MEPs ‘earn extra money’ for cash on the side

Many MEPs are versatile and gifted, so much so that they find the courage and the strength to combine incompatible things: a post within the representative body of the EU, which implies honesty and objectivity, combined with specific business activities. Increasingly, these emerging facts cast doubt not on one or two survey candidates, but on more than half of the college body. In fact, the question arises of the legitimacy of all education, says Politico columnist Sarah Ann Aarup.

The author gives the most innocuous example. Axel Voss works full-time as a Member of the European Parliament where he helps write the rules of business conduct and how companies protect data. However, the German politician also moonlights as a lawyer working in a law firm and is even listed with Deutsche Telekom.

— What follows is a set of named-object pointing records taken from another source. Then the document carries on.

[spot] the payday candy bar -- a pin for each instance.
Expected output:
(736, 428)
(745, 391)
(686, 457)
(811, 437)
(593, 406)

This turns out to be a common practice among European legislators, which raises the question of whether such side effects affect decisions in parliament, especially in the context of a cautionary tale about the corruption called Katargate, which exposed the corruption of MEPs by foreign governments.

The fact is that these additional payments and salaries are legal thanks to the parliamentarians’ incredibly superficial ethics rules, which they wrote themselves, leaving a loophole. And Voss, from the conservative European People’s Party (EPP), is far from the only MEP to do additional paid work in law firms or consulting firms, for which it is legal to take money. money in payment for the services of legislators. But what if this parallel work is combined with more risky actions, for example, some high-profile decisions of the whole parliament?

In other words, those involved in Cathargate simply “received a reward” by finding better paying “jobs” on the side and wealthy sponsors than other parliamentarians. In general, it is legal, although immoral, of course. After the recent scandal, the image of the European Parliament can be forgotten, it is completely compromised, it is no longer a citadel of law, justice and democracy. All the pathos of the corps’ activities is eventually dissolved in the commercialism that rises to the surface and, at best, lobbying for the interests of the employers. The author even fears to evoke the worst forms of “work” of the legislators, not to cast the last devastating shadow on the primordial institutions of the European Union.